Não pretendo me aprofundar sobre este mecanismo de crença, porque reconheço minha limitação nesse campo. O que digo é o que ouvi dizerem pessoas que sabiam mais do que eu. Quero apenas concluir dizendo que é preciso denunciar esta ideologia segundo a qual a História é uma espécie de “vale tudo”. Não há esperança para a educação no Brasil, nem mesmo para o ensino das matérias “importantes” enquanto nós encararmos o conhecimento pela ótica desta estratégia de “redução de danos”, que nos impele a evitar ao máximo a necessidade de aprender. É por isso que se “prioriza” matérias que são importantes, é por isso que existem os “macetes” de vestibular e concurso, é por isso que os livros de auto-ajuda fazem sucesso. Estudar e aprender são coisas tão horríveis na mentalidade do brasileiro, que é preciso evitar ao máximo. Vamos aprender o que é “importante” e não é preciso saber a matéria se você tiver os “macetes” da prova de múltipla escolha.

Só que tem uma coisa engraçada: quando você começa a “priorizar” conhecimentos, criando uma hierarquia de importância (na qual muita gente acha que História fica abaixo até do Ensino Religioso), você cria um efeito progressivo de downsizing que termina com o desmonte de todo o sistema. A escola que hoje não acha importante ensinar História, facilmente chegará ao ponto em que “ensinar” em si deixará de ser importante, desde que se consiga “socializar o aluno” e “instrumentalizá-lo” para o convívio enquanto cidadão de uma sociedade democrática.

Para terminar, um caso curioso, que muita gente deve lembrar. Há alguns anos, ainda no tempo em que fazia o “Caco Antibes” no programa humorístico “Sai de Baixo”, Miguel Fallabela protagonizou o anúncio de uma coletânea da Som Livre (hoje exorcizada da Web) que usava o slogan “O Melhor do Melhor, dos Melhores”. Acontece que era uma antologia de música clássica, em um álbum duplo. Se considerarmos que a música “clássica” abarca mais de cinco séculos de tradição e que algumas de suas obras possuem horas de duração, não é difícil imaginar que o resultado foi uma coletânea de vinhetas das grandes obras.
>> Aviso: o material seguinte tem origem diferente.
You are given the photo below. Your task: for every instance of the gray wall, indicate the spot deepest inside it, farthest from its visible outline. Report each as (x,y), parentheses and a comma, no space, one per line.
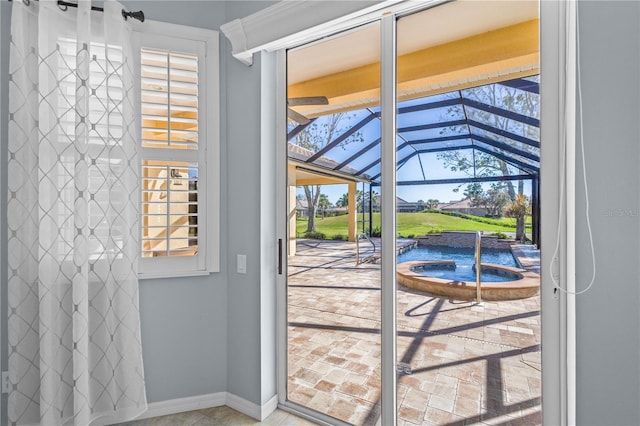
(608,375)
(243,185)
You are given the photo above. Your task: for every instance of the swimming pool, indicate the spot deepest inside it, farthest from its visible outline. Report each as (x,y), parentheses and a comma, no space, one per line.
(463,257)
(465,272)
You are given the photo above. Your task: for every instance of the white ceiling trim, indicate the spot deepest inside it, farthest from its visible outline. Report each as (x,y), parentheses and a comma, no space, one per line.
(291,23)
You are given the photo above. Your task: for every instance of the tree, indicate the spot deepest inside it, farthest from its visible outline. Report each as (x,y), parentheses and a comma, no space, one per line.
(323,204)
(343,201)
(480,164)
(475,194)
(494,199)
(314,138)
(519,209)
(363,200)
(432,204)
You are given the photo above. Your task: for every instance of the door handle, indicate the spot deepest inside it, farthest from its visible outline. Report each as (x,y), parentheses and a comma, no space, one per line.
(279,256)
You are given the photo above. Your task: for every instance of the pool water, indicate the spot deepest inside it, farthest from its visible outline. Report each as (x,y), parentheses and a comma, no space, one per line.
(462,256)
(465,273)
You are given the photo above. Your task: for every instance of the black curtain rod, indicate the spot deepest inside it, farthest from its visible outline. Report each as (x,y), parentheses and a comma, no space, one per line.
(64,5)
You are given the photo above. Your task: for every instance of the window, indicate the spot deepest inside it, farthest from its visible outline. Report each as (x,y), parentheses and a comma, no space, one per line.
(179,146)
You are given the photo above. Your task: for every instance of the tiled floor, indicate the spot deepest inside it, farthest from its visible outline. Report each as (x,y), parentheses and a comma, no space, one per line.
(469,365)
(220,416)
Quem a comprasse ouviria apenas trechos soltos, e não as obras propriamente. Da mesma forma como você não fica conhecendo Beethoven só porque botou Für Elise como toque de seu telefone celular. Um sistema educacional que tão arbitrariamente discrimina entre as áreas de conhecimento pode acabar, como a Som Livre, produzindo uma coletânea de vinhetas, de pedaços amputados das obras originais. Vinhetas de conhecimento não ajudam ninguém a se tornar realmente competente e nem sábio. No máximo servem como toque de celular.